Afrique

Sous-peuplé? Surpeuplé?

> Cinquante ans d’indépendance

«Trois ou quatre cents millions de Noirs et moi et moi et moi», composait Jacques Dutronc en 1966. Aujourd’hui, les chiffres ont changé. Les villes ont vu leur population sextupler. La barre fatidique du milliard a été passée en 2009. En 2050, elle aura doublé. Le Nigeria, pays le plus peuplé du continent, exemplifie la poussée démographique: 35 millions en 1960, 158 millions 50 ans plus tard. Mais au nord, le Niger, plus vaste, dont les femmes détiennent pourtant le record mondial de fertilité (7,4 bébés en moyenne chacune), paraît vide: 15,8 millions d’âmes.

Alors l’Afrique, sous-peuplée ou surpeuplée? Angelo Barampama, professeur de géographie africaine à l’Université de Genève, remet les choses dans leur contexte: vers 1650, les Africains représentaient environ 20% de la population mondiale.
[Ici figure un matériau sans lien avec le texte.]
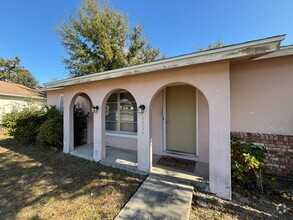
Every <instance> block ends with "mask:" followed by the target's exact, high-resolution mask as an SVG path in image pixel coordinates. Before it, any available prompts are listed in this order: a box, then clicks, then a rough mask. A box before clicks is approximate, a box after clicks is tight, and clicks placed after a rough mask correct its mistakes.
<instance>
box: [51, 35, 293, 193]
mask: <svg viewBox="0 0 293 220" xmlns="http://www.w3.org/2000/svg"><path fill="white" fill-rule="evenodd" d="M284 37H285V36H284V35H281V36H274V37H270V38H266V39H260V40H255V41H250V42H244V43H240V44H236V45H230V46H225V47H222V48H218V49H212V50H206V51H201V52H195V53H191V54H187V55H182V56H178V57H173V58H167V59H164V60H158V61H155V62H151V63H146V64H141V65H136V66H130V67H125V68H121V69H116V70H111V71H106V72H101V73H95V74H92V75H87V76H82V77H77V78H71V79H65V80H60V81H54V82H50V83H46V84H45V90H46V91H47V104H48V105H56V106H58V107H59V106H63V114H64V147H63V151H64V152H65V153H70V152H73V151H74V150H75V147H74V137H73V135H74V134H73V106H74V104H75V103H76V102H80V103H82V104H81V105H82V107H83V108H84V109H85V110H86V111H88V112H91V113H90V118H89V120H88V126H87V127H88V128H87V143H88V144H92V146H93V147H92V154H91V156H92V159H93V160H94V161H101V160H103V159H104V158H106V157H107V147H106V146H111V147H115V148H123V149H126V150H129V151H130V150H131V151H135V152H137V153H136V154H137V161H136V162H137V169H138V170H140V171H144V172H152V169H153V162H152V161H153V157H154V155H171V156H173V157H178V158H185V159H189V160H195V161H197V163H199V164H201V165H202V166H201V167H202V170H201V171H202V173H206V174H207V177H208V181H209V190H210V191H211V192H213V193H215V194H217V195H218V196H220V197H222V198H226V199H230V198H231V165H230V134H231V133H234V134H235V135H238V136H239V137H242V138H243V139H249V138H250V137H253V138H254V141H257V142H258V143H259V144H262V145H264V146H268V147H270V146H274V147H278V146H281V145H282V146H283V149H284V151H282V152H283V156H284V158H286V157H288V158H289V159H288V158H287V160H284V161H285V162H284V164H283V166H282V167H281V165H282V164H281V165H280V163H281V162H282V161H279V163H275V164H274V163H273V162H272V161H269V159H268V161H267V162H268V163H270V162H271V164H273V165H274V166H275V168H276V170H277V171H278V172H283V173H284V172H285V173H286V172H287V174H288V175H292V166H291V168H290V163H291V165H292V143H293V140H292V139H293V138H292V134H293V115H292V113H293V46H283V47H281V46H280V43H281V41H282V40H283V39H284ZM91 109H92V110H93V111H91ZM268 140H272V141H271V142H268ZM280 152H281V151H280ZM289 154H290V155H291V156H290V155H289ZM286 155H287V156H286ZM290 158H291V159H290ZM288 160H289V162H288ZM290 160H291V161H290ZM286 161H287V162H286ZM288 163H289V165H288Z"/></svg>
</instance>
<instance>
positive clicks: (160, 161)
mask: <svg viewBox="0 0 293 220" xmlns="http://www.w3.org/2000/svg"><path fill="white" fill-rule="evenodd" d="M157 164H158V165H161V166H165V167H170V168H174V169H177V170H183V171H187V172H190V173H193V171H194V168H195V164H196V162H195V161H193V160H186V159H181V158H176V157H170V156H162V157H161V158H160V159H159V160H158V162H157Z"/></svg>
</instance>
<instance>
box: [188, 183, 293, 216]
mask: <svg viewBox="0 0 293 220" xmlns="http://www.w3.org/2000/svg"><path fill="white" fill-rule="evenodd" d="M236 191H237V192H236ZM292 201H293V198H292V195H289V196H288V194H284V193H283V194H279V195H278V194H276V193H271V194H266V195H261V194H258V193H253V192H251V191H247V190H243V189H242V188H238V189H234V192H233V200H232V201H225V200H222V199H219V198H217V197H216V196H214V195H212V194H208V193H205V192H202V191H200V190H199V189H195V191H194V194H193V202H192V209H191V214H190V219H191V220H196V219H198V220H204V219H221V220H222V219H223V220H228V219H284V220H285V219H286V220H287V219H292V214H293V210H292V204H293V203H292ZM278 204H286V206H287V207H288V208H291V209H290V210H287V211H286V212H285V213H284V214H280V213H278V211H277V209H276V208H277V205H278Z"/></svg>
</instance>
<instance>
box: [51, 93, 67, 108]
mask: <svg viewBox="0 0 293 220" xmlns="http://www.w3.org/2000/svg"><path fill="white" fill-rule="evenodd" d="M63 93H64V91H63V89H59V90H52V91H47V106H51V105H52V106H56V107H57V108H58V107H59V97H60V95H62V94H63Z"/></svg>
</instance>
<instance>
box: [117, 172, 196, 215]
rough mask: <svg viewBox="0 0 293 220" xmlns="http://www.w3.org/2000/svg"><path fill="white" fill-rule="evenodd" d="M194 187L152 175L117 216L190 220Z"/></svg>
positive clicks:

Les traites négrières et la colonisation ont perturbé leur croissance démographique alors qu’en Europe et aux Etats-Unis les populations s’accroissaient. Depuis les indépendances, les Africains corrigent le tir alors qu’ailleurs les taux de natalité baissent. Cette progression, continue le professeur, est donc normale: la part de la population du continent noir dans le monde, 9% en 1960, se rétablira autour des 20% vers 2050. Et Angelo Barampama de poursuivre: «Un milliard de personnes sur 30 millions de km2, ce n’est pas forcément beaucoup.»